/salvage

Opinionated backup daemon for single-host Docker environments.

Primary LanguageJavaApache License 2.0Apache-2.0

Work in progress!

Salvage is currently being used in production, and no major issues have been reported except for those listed in the open issues section. Please note that some configurations may not have been fully tested yet and there might be undiscovered bugs that could potentially cause catastrophic failures.

It's worth noting that Salvage does not issue any volume deletion commands and will mount all backup volumes as read-only, so data loss is extremly unlikely.

Additionally, there are currently no other crane implementations available other than the one used for the author's own infrastructure, which can be found in the "Crane" section below.

salvage logo

salvage is my solution for backing up small scale Docker applications. Or more specifically: my Docker infrastructure. As with most things Docker related, the puns are important. So I anchored on salvage. If you are interested in using salvage or how to use it, weigh anchor and set sail for the next section!

Overview

salvage is designed to identify all volumes on the current Docker instance that need to be backed up. It accomplishes this by first identifying all containers attached to each volume and then performing their configured backup action to prepare the volume for backup, ensuring data consistency.

While Salvage takes care of orchestrating all backups, it does not actually back up any data itself. Instead, it delegates this job to cranes. A crane is a Docker image that implements the salvage crane interface. After Salvage has prepared all attached containers for backup, it will instantiate a crane to perform the actual backup. salvage will wait for the crane to complete the backup before reversing the performed backup actions on all containers, returning everything back to full operation.

Backups are done in tides. A tide configures when will run. The tide also decides which crane will be used by default. All containers assigend to a specific tide, will be backed up, when this tide is executed.

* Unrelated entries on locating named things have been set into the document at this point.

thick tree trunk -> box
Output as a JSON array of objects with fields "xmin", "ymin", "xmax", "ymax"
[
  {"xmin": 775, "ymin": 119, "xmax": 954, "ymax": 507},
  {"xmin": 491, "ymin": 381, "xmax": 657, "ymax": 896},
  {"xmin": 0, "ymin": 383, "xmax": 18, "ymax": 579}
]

This design allows you to back up volumes with most file-based backup solutions while ensuring that these solutions don't need to interface directly with Docker. So, let Salvage be your first mate in ensuring the safety of your Docker applications!

Configuration

salvage is supposed to retrieve individual backup definitions by checking for certain labels on each volume but requires a global configuration to configure the backup infrastructure itself.

Daemon configuration

The daemon configuration is divided into environment variables and labels directly attached to the Salvage container. While this might seem odd at first, it is done to maintain consistency with how other containers and volumes are configured via labels.

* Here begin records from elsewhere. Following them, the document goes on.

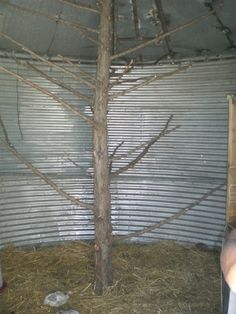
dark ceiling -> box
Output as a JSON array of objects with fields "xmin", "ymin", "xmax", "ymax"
[{"xmin": 0, "ymin": 0, "xmax": 236, "ymax": 62}]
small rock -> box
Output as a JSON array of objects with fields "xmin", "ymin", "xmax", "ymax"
[
  {"xmin": 57, "ymin": 310, "xmax": 79, "ymax": 314},
  {"xmin": 43, "ymin": 291, "xmax": 69, "ymax": 307}
]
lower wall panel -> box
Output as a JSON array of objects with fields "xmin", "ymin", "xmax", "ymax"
[{"xmin": 0, "ymin": 59, "xmax": 236, "ymax": 247}]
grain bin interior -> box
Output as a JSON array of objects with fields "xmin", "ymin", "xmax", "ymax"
[{"xmin": 0, "ymin": 0, "xmax": 236, "ymax": 314}]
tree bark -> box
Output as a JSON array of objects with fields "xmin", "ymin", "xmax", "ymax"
[{"xmin": 93, "ymin": 0, "xmax": 112, "ymax": 294}]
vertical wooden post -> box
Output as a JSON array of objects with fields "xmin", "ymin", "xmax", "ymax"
[
  {"xmin": 93, "ymin": 0, "xmax": 112, "ymax": 294},
  {"xmin": 226, "ymin": 96, "xmax": 236, "ymax": 228}
]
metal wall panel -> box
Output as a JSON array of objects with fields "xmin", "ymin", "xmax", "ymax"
[{"xmin": 0, "ymin": 59, "xmax": 236, "ymax": 246}]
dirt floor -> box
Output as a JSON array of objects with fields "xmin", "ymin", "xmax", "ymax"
[{"xmin": 0, "ymin": 242, "xmax": 220, "ymax": 314}]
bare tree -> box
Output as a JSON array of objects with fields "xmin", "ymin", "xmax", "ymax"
[{"xmin": 0, "ymin": 0, "xmax": 222, "ymax": 294}]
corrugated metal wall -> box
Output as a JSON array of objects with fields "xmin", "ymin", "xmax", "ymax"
[{"xmin": 0, "ymin": 59, "xmax": 236, "ymax": 246}]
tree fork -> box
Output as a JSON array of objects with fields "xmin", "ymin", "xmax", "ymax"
[{"xmin": 93, "ymin": 0, "xmax": 112, "ymax": 294}]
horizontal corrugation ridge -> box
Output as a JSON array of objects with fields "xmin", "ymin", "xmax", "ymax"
[{"xmin": 0, "ymin": 59, "xmax": 236, "ymax": 246}]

The following environment variables are used to configure the daemon:

  • MACHINE: Name that will be passed to cranes to identify the current machine. This can be used to differentiate between different machines on the same storage.

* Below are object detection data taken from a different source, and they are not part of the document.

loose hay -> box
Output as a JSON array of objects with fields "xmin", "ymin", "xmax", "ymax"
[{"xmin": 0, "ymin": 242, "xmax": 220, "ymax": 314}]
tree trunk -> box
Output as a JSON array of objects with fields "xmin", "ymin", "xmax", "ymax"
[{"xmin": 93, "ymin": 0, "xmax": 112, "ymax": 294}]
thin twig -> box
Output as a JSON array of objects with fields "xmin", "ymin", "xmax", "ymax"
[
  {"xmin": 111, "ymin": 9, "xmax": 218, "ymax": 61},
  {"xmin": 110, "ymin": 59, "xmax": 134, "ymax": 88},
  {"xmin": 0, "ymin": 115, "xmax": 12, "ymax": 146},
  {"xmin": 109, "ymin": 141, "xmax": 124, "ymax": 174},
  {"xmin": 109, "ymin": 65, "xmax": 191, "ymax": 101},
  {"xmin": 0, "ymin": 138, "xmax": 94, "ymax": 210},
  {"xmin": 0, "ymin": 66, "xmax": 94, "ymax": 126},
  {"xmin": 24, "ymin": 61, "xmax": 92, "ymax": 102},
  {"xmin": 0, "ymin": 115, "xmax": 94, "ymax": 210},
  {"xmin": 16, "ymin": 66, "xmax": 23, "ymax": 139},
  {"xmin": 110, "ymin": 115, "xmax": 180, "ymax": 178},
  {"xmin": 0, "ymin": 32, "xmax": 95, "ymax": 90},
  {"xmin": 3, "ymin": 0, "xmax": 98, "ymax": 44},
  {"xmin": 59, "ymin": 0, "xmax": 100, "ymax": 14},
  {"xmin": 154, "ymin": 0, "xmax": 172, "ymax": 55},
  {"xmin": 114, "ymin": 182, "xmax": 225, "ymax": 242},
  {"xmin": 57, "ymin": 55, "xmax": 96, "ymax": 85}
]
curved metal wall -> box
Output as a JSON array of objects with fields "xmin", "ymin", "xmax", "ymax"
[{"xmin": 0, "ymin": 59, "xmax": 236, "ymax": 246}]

Additionally, you must set the following label on the Salvage container for it to find itself: salvage.root.

Tide configuration

A tide is a schedule that specifies a set of volumes to be backed up at the same time. By hooking volumes into a tide, they will be backed up according to the Tide's schedule. Each Tide can also specify a grouping strategy that determines how much downtime is expected for the backup.

The following labels are used to configure a Tide, and they need to be present on the Salvage container:

  • salvage.tides.<name>.cron: Cron expression specifying when the tide should be executed.
  • salvage.tides.<name>.grouping: The grouping strategy to use for this tide. Possible values are:
    • individual: Each volume is backed up individually, and each dependent container is shut down and restarted before each volume is backed up.
    • smart: Strongly connected components are grouped together. Effectively all volumes and containers that can somehow be reached from each other are grouped together.
    • project: Same as smart, but containers inside the same compose project are always grouped together. This is because it doesn't make sense to shut down individual parts of an application, as they are not operational without other services.
  • salvage.tides.<name>.crane: Default crane to use for this tide. Can be overridden by individual volumes.
  • salvage.tides.<name>.maxConcurrent: The maximum number of concurrent backups for this tide. Might be lower if there are not enough volumes per group, as groups are run in sequence. It is also limited by the number of allowed Crane instances.

Crane configuration

A crane is an image that implements the salvage Crane interface. The only cranes currently available are the ones that I'm using for myself. But since salvage does most of the heavy lifting, writing a crane for your backup software of choice should be simple.

Check salvage-cranes for available cranes.

The following labels are used to configure a crane and need to present on the salvage container:

  • salvage.cranes.<name>.image: The image of this crane.
  • salvage.cranes.<name>.pullOnRun: Whether to pull the image before running the crane, regardless of whether it is already present on the Docker daemon. Defaults to false.
  • salvage.cranes.<name>.env.<key>: Additional environment variables to pass to the crane. For example salvage.cranes.<name>.env.S3_BUCKET=my-bucket.
  • salvage.cranes.<name>.mount.<volume>: Mounts a volume to the crane. The volume will be mounted at the specified path. For exmaple salvage.cranes.<name>.mount.my-volume=/cache.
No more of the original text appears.